Она была рядом со мной на протяжении всего этого. Было время, когда я доверял ей больше, чем кому-либо, больше, чем самому себе. И как бы я ни ненавидел ее, как бы ни отчитывал за то, что произошло в Сарлазае, я знал, что она любила мою семью почти так же сильно, как и я.
Она была безжалостной, сосредоточенной до черствости и жестокости. Но она не была глупой. Возможно, даже не эгоисткой, не совсем. Она не была Зеритом, движимым эгоизмом до безрассудства.
Так… почему?
Слабая улыбка.
— Что? — сказала она. — Ты все еще думаешь обо мне лучше?
— Я хочу знать, где ты прячешь клинок.
— Если я скажу тебе это, какой смысл его прятать?
Я посмотрел на нее тяжелым взглядом. Тот самый, которым я смотрел на нее все эти годы назад, когда мне нужно было пробить весь этот лед.
И, как и тогда, выражение ее лица дрогнуло.

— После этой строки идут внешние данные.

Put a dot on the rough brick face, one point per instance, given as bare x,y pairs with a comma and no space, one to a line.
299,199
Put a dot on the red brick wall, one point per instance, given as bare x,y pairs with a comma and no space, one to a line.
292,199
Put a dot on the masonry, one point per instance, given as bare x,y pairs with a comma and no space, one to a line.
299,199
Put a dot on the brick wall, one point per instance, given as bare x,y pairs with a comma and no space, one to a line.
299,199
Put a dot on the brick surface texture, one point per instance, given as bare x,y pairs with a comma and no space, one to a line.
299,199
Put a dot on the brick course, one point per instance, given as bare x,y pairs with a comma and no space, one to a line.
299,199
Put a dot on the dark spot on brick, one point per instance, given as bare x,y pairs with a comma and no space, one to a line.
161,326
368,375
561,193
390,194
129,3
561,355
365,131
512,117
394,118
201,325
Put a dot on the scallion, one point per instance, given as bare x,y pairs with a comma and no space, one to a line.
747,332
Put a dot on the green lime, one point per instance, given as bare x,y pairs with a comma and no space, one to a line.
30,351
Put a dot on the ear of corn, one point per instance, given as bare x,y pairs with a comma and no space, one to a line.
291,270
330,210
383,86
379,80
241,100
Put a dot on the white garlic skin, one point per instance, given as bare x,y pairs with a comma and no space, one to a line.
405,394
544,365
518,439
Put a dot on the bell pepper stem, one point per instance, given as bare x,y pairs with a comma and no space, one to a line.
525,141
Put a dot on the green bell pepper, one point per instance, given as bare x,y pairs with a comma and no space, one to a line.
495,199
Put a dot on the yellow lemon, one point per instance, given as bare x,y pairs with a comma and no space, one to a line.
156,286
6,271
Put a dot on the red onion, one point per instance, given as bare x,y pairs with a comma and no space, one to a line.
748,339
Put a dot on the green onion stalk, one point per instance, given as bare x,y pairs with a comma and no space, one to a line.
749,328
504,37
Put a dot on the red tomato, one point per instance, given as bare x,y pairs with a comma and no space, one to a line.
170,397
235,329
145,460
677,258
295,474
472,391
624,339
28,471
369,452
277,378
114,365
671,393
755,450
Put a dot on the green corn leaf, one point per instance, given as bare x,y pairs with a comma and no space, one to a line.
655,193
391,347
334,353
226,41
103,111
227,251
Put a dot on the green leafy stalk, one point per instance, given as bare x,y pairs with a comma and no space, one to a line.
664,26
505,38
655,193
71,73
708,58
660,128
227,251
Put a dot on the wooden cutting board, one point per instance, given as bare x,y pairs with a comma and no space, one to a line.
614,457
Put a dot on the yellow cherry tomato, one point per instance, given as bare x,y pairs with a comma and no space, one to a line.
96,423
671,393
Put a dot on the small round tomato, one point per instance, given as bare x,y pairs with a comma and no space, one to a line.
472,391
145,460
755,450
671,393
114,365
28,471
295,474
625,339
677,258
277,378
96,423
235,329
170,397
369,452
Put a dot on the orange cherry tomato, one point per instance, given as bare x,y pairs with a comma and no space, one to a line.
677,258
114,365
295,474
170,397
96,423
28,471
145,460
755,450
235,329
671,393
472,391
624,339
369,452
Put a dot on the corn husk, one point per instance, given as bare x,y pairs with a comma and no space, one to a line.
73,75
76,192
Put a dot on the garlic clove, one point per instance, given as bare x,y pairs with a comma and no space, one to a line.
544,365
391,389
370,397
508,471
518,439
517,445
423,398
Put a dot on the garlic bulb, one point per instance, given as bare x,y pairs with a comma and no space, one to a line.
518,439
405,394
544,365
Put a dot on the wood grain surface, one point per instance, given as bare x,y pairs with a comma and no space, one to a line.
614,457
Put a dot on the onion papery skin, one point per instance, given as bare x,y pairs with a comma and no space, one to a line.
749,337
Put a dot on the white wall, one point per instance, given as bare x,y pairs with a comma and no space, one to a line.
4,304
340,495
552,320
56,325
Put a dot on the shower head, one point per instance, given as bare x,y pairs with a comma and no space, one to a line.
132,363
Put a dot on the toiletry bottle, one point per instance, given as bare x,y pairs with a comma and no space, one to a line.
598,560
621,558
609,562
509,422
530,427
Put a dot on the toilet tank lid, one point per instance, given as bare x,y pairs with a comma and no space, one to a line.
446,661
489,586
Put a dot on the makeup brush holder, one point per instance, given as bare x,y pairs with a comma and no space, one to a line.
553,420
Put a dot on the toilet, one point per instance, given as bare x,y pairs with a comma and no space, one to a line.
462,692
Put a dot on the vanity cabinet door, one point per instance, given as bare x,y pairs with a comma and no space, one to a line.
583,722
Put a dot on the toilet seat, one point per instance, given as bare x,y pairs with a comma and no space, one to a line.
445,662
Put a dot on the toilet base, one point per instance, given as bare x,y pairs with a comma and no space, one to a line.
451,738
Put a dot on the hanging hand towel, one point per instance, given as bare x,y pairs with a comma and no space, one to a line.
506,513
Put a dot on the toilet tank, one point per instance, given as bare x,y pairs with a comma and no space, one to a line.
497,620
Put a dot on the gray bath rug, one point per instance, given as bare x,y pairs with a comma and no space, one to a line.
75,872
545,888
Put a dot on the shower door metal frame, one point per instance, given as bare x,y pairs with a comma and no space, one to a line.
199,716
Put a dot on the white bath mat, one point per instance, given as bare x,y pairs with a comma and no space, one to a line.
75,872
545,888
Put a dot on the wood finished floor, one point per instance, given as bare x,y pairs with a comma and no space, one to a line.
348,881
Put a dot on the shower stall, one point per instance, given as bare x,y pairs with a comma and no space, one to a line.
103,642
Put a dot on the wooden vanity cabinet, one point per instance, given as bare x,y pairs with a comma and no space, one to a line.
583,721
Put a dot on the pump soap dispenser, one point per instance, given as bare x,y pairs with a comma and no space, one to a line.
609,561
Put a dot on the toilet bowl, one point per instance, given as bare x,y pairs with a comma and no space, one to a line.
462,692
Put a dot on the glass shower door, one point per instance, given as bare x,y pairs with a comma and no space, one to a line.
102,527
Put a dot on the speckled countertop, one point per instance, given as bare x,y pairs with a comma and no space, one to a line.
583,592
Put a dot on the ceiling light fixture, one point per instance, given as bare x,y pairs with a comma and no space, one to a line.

— Я бы не стала этого делать, если бы это не было необходимо.
— Для чего? Ради трона капризного двенадцатилетнего ребенка? — я покачал головой. — Нет. Это не имеет смысла.
— Я бы не стала этого делать, если бы это было не нужно, — повторила она. Затем, ниже: — Поверь мне, Макс.
Я насмехался. Доверься ей. Точно.
— Полагаю, с таким взглядом мне не поспорить. — последние остатки ее улыбки исчезли. И я увидел это — нерешительность.
— Грядет что-то важное, — пробормотала она. — И никто из нас не будет резвиться в садах с красивыми треллианскими девушками, пока все не закончится.
Холодная дрожь пробежала у меня по позвоночнику. Даже не от ее зловещих слов, а от ее взгляда: безжалостная решимость.
Мало что может быть опаснее этого.
— Что-то большее, — повторил я. — Ах да. Это отменяет все мои опасения. Мое доверие обеспечено.
Она не засмеялась, не улыбнулась. Не нанесла ответного удара. Она только пожала плечами.
— Я никогда не боялась быть плохим парнем. — она отвернулась и лениво взмахнула рукой. — Спасибо за спарринг, Макс. Передай нашей девочке мои пожелания спокойной ночи.
***
Тисана выглядела такой обычной, когда спала. Ну, может быть, не совсем нормальной — в ней не было ничего обычного, в конце концов. Но когда я вернулся под палубу и заглянул в приоткрытую щель в ее занавеске, чтобы увидеть ее лицо, прижатое к подушке, я невольно вздохнул. Никто никогда не догадается, что творилось в этой голове. Прекрасные махинации или чудовище, поглотившее их.